Re: [PATCH RFC] sched: Add a per-thread core scheduling interface

From: Joel Fernandes
Date: Thu May 28 2020 - 10:51:54 EST


On Sun, May 24, 2020 at 10:00:46AM -0400, Phil Auld wrote:
> On Fri, May 22, 2020 at 05:35:24PM -0400 Joel Fernandes wrote:
> > On Fri, May 22, 2020 at 02:59:05PM +0200, Peter Zijlstra wrote:
> > [..]
> > > > > It doens't allow tasks for form their own groups (by for example setting
> > > > > the key to that of another task).
> > > >
> > > > So for this, I was thinking of making the prctl pass in an integer. And 0
> > > > would mean untagged. Does that sound good to you?
> > >
> > > A TID, I think. If you pass your own TID, you tag yourself as
> > > not-sharing. If you tag yourself with another tasks's TID, you can do
> > > ptrace tests to see if you're allowed to observe their junk.
> >
> > But that would require a bunch of tasks agreeing on which TID to tag with.
> > For example, if 2 tasks tag with each other's TID, then they would have
> > different tags and not share.
> >
> > What's wrong with passing in an integer instead? In any case, we would do the
> > CAP_SYS_ADMIN check to limit who can do it.
> >
> > Also, one thing CGroup interface allows is an external process to set the
> > cookie, so I am wondering if we should use sched_setattr(2) instead of, or in
> > addition to, the prctl(2). That way, we can drop the CGroup interface
> > completely. How do you feel about that?
> >
>
> I think it should be an arbitrary 64bit value, in both interfaces to avoid
> any potential reuse security issues.
>
> I think the cgroup interface could be extended not to be a boolean but take
> the value. With 0 being untagged as now.
>
> And sched_setattr could be used to set it on a per task basis.

Yeah, something like this will be needed.

> > > > More seriously, the reason I did it this way is the prctl-tagging is a bit
> > > > incompatible with CGroup tagging:
> > > >
> > > > 1. What happens if 2 tasks are in a tagged CGroup and one of them changes
> > > > their cookie through prctl? Do they still remain in the tagged CGroup but are
> > > > now going to not trust each other? Do they get removed from the CGroup? This
> > > > is why I made the prctl fail with -EBUSY in such cases.

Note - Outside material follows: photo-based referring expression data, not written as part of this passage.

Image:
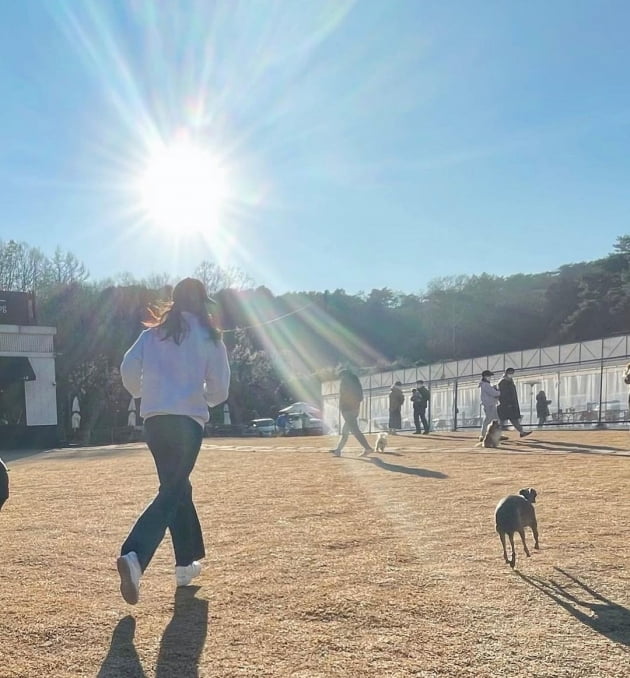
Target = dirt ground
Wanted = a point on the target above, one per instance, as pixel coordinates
(319, 566)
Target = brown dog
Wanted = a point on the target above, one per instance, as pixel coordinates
(514, 514)
(493, 435)
(381, 442)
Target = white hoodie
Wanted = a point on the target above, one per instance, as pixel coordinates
(181, 379)
(489, 394)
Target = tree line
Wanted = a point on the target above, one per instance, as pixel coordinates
(282, 346)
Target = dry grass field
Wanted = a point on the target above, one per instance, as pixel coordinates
(319, 566)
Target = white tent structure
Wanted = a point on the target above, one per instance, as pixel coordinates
(132, 416)
(583, 380)
(75, 418)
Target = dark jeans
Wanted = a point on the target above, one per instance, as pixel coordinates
(4, 483)
(174, 442)
(351, 425)
(419, 414)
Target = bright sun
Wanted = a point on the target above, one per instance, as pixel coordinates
(183, 188)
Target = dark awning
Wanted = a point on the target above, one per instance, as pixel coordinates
(15, 369)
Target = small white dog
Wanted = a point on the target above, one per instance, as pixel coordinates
(381, 442)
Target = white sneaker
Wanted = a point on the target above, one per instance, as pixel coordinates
(186, 573)
(130, 572)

In util-clamp's design (which has task-specific attribute and task-group
attribute), it seems for that the priority is task-specific value first, then
the group one, then the system-wide one.

Perhaps a similar design can be adopted for this interface. So probably we
should let the per-task interface not fail if the task was already in CGroup
and rather prioritize its value first before looking at the group one?

Uclamp's comments:

* The effective clamp bucket index of a task depends on, by increasing
* priority:
* - the task specific clamp value, when explicitly requested from userspace
* - the task group effective clamp value, for tasks not either in the root
* group or in an autogroup
* - the system default clamp value, defined by the sysadmin

> > > >
> > > > 2. What happens if 2 tagged tasks with different cookies are added to a
> > > > tagged CGroup? Do we fail the addition of the tasks to the group, or do we
> > > > override their cookie (like I'm doing)?
> > >
> > > For #2 I think I prefer failure.
> > >
> > > But having the rationale spelled out in documentation (man-pages for
> > > example) is important.
> >
> > If we drop the CGroup interface, this would avoid both #1 and #2.
> >
>
> I believe both are useful. Personally, I think the per-task setting should
> win over the cgroup tagging. In that case #1 just falls out.

Cool, this is similar to what I mentioned above.

> And #2 pretty
> much as well. Nothing would happen to the tagged task as they were added
> to the cgroup. They'd keep their explicitly assigned tags and everything
> should "just work". There are other reasons to be in a cpu cgroup together
> than just the core scheduling tag.

Well ok, so there's no reason to fail them the addition to CGroup of a
prctl-tagged task then, we can let it succeed but prioritize the
task-specific attribute over the group-specific one.

> There are a few other edge cases, like if you are in a cgroup, but have
> been tagged explicitly with sched_setattr and then get untagged (presumably
> by setting 0) do you get the cgroup tag or just stay untagged? I think based
> on per-task winning you'd stay untagged. I supposed you could move out and
> back in the cgroup to get the tag reapplied (Or maybe the cgroup interface
> could just be reused with the same value to re-tag everyone who's untagged).

If we maintain a task-specific tag and a group-specific tag, then I think
both tags can coexist and the final tag is decided on priority basis
mentioned above.

So before getting into CGroup, I think first we develop the task-specific
tagging mechanism like Peter was suggesting. So let us talk about that. I
will reply to the other thread Vineeth started while CC'ing you. In
particular, I like Peter's idea about user land passing a TID to share a core
with.

thanks,

- Joel


>
>
>
> Cheers,
> Phil
>
>
> > thanks,
> >
> > - Joel
> >
>
> --
>